I have edited down this brief incident as the altercation got very heated and the language used shouldn’t be printed. Just to show that the size of the dog doesn’t matter as stress is not related to size but a panic that sets in so that sheep can and will squeeze the life out of each other in a corner of a field by piling up on top of each other due to their flocking instinct.
It was due to these increasing dog kills in the area that I thought about how to protect my small flock of Zwartbles sheep. I would be absolutely devastated if dogs got in and killed any of my flock. I started off with only 4 Zwartbles sheep and as the flock has slowly increased with time and because the flock is so small I know each sheep and most by their given name. There are 3 ways to protect sheep with out me being in the fields 24/7. One is a breed of dog that lives in the fields & protects the sheep, but that would mean feeding it differently to the sheep and housing it in the field. The second would be to get a Llama but they are big and can be quite nasty. The third option was Alpaca also from South America and belong to the Camelid family, they are a smaller gentler version of the Llama.
I got in touch with Hushabye Farm in the foot hills of the Slieve Bloom Mountains over in Co. Offaly. I went on a farm visit a few months ago to look at their animals and to see if they had any black ones. Alpaca come in many different colors but I thought black ones would look very good amongst the Zwartbles sheep and their fiber would make a very nice blend with Zwartbles yarn if I were to do anything with the Alpaca fleece.
The Alpaca arrived here just after Christmas before the New Year. Paul and his daughter wanted to start them out on their halter training before they came to me.
I was going to continue this training at first with twice daily halter leading sessions then once a day. It is better to do short sessions first so they got used to me and the new place.
Alpaca are very timid when they don’t know you so I had them put into a stable for the first 10 days so that it would be easy for them to settle in and for me to catch them in a confine space for halter training.
The first steps to get to know each other is to feed them so I would bring them sheep nuts which they could crunch away and get fond of so they would start looking for them from me.

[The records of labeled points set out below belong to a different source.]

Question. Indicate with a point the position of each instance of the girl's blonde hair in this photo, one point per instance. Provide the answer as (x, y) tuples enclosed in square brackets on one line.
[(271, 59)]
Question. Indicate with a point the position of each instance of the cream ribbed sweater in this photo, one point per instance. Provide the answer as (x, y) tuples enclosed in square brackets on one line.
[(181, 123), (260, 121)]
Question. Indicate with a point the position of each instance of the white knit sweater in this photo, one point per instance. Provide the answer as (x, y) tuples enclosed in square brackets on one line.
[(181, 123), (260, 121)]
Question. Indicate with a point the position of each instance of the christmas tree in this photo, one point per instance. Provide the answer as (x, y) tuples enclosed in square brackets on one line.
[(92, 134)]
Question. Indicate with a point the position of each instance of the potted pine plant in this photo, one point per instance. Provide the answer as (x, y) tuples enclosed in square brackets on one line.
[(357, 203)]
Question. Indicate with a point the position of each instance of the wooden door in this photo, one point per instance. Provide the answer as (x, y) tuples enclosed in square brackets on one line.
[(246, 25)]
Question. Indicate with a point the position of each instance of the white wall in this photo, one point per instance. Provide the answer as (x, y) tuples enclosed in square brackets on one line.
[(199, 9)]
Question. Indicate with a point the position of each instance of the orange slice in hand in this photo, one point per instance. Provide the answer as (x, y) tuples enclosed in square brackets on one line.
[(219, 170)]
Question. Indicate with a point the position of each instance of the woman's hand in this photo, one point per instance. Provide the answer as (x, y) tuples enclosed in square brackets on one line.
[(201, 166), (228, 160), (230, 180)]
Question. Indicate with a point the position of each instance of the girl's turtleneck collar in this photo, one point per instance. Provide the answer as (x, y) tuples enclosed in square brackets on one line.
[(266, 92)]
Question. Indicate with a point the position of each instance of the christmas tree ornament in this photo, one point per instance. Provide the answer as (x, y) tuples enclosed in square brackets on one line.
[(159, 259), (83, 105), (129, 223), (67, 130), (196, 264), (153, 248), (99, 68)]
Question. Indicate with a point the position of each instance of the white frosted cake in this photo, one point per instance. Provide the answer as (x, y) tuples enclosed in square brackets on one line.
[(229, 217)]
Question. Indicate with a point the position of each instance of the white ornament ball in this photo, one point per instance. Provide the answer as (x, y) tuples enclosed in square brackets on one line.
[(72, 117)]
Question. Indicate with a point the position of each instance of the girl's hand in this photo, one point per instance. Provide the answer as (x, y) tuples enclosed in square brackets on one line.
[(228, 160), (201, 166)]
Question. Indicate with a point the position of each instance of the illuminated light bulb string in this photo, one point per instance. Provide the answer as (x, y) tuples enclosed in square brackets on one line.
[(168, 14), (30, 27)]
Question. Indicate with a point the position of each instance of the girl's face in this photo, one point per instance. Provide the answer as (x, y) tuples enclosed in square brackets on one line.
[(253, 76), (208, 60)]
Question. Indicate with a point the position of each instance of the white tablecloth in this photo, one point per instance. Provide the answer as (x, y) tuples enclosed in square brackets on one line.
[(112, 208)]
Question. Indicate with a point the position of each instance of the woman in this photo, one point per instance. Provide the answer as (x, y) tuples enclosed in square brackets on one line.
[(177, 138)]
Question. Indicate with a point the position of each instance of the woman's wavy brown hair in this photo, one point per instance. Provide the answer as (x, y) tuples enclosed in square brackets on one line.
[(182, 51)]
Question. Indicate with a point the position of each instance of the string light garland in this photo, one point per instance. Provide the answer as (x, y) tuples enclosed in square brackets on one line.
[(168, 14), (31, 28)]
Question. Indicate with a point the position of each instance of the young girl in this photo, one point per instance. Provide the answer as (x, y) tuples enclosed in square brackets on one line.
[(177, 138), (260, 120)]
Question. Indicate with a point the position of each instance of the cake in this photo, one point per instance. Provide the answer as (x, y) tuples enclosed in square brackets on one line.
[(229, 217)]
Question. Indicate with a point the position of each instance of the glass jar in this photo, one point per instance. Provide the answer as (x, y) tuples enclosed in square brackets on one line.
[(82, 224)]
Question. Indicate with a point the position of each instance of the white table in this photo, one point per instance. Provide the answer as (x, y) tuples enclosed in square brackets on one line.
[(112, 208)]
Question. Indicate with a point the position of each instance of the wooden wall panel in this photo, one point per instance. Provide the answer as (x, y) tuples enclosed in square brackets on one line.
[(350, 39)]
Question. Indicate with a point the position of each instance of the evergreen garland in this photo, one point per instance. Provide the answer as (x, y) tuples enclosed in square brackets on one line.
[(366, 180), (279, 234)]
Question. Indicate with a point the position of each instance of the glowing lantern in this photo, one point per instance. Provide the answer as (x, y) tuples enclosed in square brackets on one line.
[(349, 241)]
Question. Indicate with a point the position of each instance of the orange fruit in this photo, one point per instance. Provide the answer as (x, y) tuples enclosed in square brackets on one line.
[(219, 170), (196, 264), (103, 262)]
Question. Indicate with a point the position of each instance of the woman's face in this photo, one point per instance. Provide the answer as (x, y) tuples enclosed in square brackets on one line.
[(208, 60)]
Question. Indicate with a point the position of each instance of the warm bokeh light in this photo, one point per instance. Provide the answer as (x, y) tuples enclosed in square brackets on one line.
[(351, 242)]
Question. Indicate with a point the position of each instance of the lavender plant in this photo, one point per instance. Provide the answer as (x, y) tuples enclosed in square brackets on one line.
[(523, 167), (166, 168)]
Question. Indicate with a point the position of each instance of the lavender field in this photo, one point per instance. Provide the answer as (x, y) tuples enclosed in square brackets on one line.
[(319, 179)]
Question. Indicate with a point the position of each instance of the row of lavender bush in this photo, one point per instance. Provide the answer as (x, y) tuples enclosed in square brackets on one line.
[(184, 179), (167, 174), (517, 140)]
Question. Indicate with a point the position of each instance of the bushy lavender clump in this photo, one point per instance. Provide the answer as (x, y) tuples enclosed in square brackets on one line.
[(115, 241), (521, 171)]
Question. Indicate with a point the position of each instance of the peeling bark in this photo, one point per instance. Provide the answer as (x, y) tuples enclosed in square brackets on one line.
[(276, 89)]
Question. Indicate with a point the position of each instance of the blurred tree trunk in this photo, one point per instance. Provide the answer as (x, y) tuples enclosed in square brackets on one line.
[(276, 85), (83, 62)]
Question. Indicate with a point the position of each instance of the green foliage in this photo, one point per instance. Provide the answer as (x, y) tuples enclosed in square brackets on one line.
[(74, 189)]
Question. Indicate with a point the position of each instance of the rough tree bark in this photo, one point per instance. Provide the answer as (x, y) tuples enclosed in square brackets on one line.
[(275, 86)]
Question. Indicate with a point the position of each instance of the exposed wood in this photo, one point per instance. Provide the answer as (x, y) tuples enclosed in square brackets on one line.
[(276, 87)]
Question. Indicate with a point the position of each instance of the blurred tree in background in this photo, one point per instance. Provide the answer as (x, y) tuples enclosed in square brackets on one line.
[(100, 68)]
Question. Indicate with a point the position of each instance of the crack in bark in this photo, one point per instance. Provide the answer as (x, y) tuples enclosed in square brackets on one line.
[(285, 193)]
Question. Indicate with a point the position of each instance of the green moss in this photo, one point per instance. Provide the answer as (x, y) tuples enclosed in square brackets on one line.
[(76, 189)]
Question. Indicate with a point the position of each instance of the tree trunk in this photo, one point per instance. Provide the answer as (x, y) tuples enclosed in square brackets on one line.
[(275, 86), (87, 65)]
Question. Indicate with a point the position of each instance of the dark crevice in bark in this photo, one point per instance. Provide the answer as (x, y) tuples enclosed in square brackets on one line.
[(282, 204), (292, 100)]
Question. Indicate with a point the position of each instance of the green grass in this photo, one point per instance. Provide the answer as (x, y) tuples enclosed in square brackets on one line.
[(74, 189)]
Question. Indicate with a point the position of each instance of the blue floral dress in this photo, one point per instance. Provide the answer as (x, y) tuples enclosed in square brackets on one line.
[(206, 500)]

Taking the time now to train the Alpaca will save loads of time down the road when dealing with the sheep and trying to separate the Alpaca from the flock. If the Alpaca know and trust me then they will be easy to handle for dosing, hoof care, teeth care and shearing.

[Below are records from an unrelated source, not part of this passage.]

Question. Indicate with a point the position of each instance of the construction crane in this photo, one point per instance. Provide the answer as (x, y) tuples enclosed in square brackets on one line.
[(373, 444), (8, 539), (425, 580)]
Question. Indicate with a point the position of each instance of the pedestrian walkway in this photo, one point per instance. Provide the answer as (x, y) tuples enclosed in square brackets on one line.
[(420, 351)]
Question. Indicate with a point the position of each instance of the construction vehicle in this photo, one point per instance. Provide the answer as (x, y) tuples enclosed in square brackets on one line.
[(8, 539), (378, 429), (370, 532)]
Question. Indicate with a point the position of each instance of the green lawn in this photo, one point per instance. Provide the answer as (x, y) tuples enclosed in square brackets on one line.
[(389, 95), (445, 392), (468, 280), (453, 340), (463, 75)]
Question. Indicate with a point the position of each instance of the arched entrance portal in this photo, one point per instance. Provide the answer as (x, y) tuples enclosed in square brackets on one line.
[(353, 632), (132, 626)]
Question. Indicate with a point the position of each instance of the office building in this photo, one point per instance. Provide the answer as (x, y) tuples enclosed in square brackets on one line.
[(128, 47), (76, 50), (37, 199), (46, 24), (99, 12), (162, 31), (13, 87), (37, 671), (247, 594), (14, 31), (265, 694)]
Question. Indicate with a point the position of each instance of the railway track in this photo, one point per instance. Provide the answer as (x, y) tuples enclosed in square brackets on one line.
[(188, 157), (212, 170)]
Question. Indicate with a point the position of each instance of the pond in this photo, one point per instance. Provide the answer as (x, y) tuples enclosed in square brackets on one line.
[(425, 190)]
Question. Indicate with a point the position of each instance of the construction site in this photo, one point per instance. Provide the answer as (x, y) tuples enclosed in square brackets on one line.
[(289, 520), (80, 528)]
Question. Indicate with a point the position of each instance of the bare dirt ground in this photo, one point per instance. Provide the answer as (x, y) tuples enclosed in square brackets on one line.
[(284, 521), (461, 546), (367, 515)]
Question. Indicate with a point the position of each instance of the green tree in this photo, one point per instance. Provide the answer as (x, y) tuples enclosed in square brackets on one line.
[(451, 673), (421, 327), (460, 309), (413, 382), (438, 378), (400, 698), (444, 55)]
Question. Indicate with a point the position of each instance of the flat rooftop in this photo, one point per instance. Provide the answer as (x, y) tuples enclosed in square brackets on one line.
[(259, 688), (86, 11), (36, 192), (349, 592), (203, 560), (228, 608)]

The other side of training the Alpaca was getting them used to other people which was easy as we had many volunteers over the Christmas, New Year holiday time.
All of this extra training and getting used to loads of new people was very good for them, if a bit unnerveing but they handled it all very well. I was still walking out with them every day and started getting them used to the sheep who had never seen Alpaca. I didn’t want to let the Alpaca loose with the sheep as Alpaca can give a mighty kick so this would not be a good thing to happen to a pregnant ewe.

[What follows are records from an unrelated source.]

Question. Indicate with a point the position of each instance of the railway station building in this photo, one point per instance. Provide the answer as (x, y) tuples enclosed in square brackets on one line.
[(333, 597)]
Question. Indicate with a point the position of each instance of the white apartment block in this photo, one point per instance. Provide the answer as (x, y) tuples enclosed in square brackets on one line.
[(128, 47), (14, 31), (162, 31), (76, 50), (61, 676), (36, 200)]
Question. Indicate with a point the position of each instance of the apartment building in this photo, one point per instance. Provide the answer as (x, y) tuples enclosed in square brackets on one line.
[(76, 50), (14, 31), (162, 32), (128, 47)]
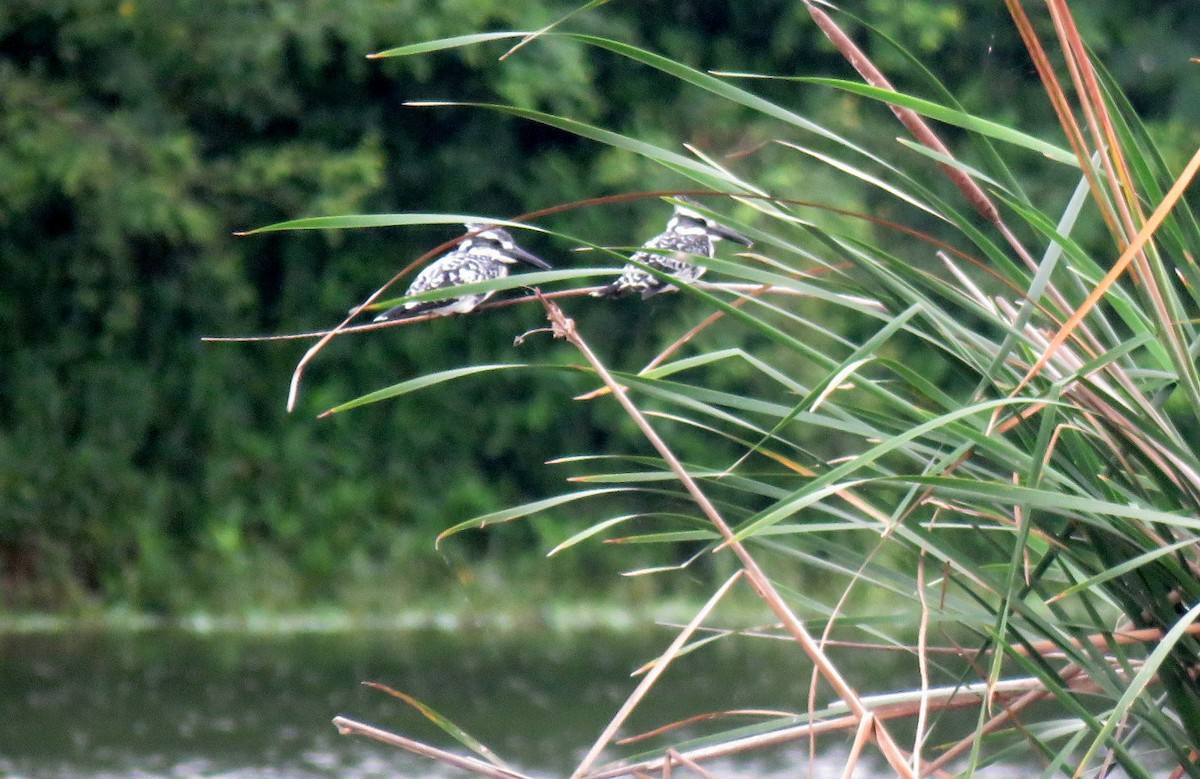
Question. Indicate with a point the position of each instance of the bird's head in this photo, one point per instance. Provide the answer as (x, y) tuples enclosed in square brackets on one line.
[(691, 222), (501, 241)]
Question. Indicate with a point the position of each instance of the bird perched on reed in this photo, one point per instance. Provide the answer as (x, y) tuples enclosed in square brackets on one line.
[(484, 256), (688, 233)]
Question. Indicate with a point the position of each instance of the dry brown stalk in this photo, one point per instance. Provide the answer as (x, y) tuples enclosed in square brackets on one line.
[(673, 755), (648, 681), (1012, 709), (564, 328), (909, 118)]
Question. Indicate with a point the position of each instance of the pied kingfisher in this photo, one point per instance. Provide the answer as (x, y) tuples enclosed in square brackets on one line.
[(688, 233), (480, 257)]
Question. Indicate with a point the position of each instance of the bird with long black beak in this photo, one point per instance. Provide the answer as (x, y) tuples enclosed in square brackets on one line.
[(688, 234), (484, 256)]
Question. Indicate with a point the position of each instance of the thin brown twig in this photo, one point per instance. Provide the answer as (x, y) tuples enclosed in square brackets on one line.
[(1011, 711), (565, 329), (675, 755), (346, 726), (862, 735), (702, 718), (649, 679)]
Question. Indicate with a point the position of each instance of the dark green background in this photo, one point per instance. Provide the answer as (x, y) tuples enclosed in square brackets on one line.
[(142, 468)]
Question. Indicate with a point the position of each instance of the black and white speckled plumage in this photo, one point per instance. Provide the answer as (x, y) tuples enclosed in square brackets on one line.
[(481, 257), (689, 233)]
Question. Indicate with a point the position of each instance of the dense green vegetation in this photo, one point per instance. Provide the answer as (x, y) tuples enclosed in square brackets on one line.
[(141, 468)]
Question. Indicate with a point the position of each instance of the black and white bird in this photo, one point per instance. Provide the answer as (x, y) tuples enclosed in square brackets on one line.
[(688, 233), (480, 257)]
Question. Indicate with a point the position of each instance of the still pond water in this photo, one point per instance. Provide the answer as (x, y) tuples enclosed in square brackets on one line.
[(235, 705)]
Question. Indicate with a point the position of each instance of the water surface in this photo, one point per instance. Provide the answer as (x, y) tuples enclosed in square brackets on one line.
[(171, 703)]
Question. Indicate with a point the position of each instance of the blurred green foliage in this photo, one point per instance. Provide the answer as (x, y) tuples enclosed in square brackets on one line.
[(141, 467)]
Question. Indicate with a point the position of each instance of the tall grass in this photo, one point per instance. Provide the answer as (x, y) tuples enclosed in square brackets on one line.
[(990, 421)]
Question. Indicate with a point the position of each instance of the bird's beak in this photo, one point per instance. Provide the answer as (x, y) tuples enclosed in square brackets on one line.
[(533, 259), (731, 234)]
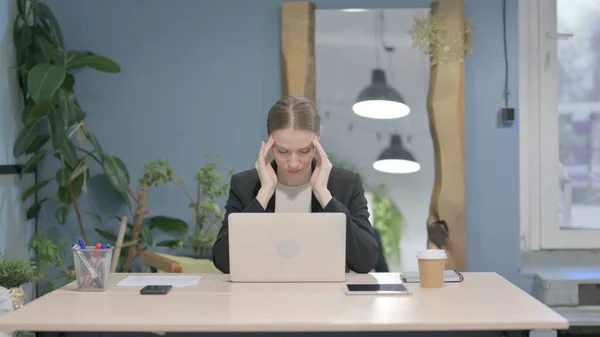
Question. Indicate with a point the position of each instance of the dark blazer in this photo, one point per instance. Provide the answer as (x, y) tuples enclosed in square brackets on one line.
[(362, 250)]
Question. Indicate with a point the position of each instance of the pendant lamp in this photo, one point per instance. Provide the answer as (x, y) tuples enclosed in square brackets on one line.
[(380, 101), (396, 159)]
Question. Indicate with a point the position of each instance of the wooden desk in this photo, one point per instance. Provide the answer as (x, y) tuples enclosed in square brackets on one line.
[(483, 301)]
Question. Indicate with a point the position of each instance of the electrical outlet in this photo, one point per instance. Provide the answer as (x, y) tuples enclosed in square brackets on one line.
[(507, 115)]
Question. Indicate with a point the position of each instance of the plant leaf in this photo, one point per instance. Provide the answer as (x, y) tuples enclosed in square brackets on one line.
[(63, 177), (25, 139), (116, 173), (34, 160), (34, 113), (69, 83), (39, 141), (66, 110), (57, 130), (62, 213), (169, 225), (31, 190), (95, 217), (98, 62), (44, 79), (169, 243), (92, 138), (22, 6), (67, 150), (146, 235)]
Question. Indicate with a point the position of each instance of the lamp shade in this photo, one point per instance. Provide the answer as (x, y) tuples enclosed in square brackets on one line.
[(396, 159), (380, 101)]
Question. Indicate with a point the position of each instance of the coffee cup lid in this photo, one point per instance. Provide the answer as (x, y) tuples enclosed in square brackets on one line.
[(432, 254)]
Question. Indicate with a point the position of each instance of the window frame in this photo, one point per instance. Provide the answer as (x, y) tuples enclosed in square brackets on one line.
[(538, 110)]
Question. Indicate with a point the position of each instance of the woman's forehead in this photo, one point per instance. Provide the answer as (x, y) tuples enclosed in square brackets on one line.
[(293, 139)]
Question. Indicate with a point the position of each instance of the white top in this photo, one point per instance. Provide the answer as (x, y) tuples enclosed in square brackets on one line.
[(293, 199), (483, 301)]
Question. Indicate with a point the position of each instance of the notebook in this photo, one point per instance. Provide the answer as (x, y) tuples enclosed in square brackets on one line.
[(450, 276)]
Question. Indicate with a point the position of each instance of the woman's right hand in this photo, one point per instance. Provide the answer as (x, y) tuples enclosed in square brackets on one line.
[(266, 174)]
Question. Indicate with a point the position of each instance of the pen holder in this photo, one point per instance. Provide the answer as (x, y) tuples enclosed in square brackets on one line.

After a few visits the Zwartbles started getting used to the Alpaca boys visits.
Then it was time to let the boys out into a small paddock.
A few days later I had to bring all the sheep in to separate out pregnant ewes from ewe lambs as the scanner man was coming so the Alpaca boys would meet some sheep on their own turf.
Finally I have to think of new names for these two boys. I would like the names to come from their ancestral home of Peru of Inca origin.
Inti is the younger blacker more timid of these two boys his name means Sun God-Giver of Life. Punchau is the older bigger bolder boy, he is called after the Warrior Sun God whose weapon is darts. So between these two boys Inti and Punchau I hope they use their dart like legs to kick any dogs who try to come into our fields harassing my sheep. When they were getting used to my own dogs they gave Pepper a belting kick which none of us saw coming. So their aim and ability to give a dog a good kick has already been witnessed from behind or with a forward stabbing action from the front legs.
Last but not least the Alpaca had to meet the real farm boss Bodacious the Cat Shepherd. Coming into the yard one day after a halter training exercise Bodacious meets us and gives the Alpaca the once over.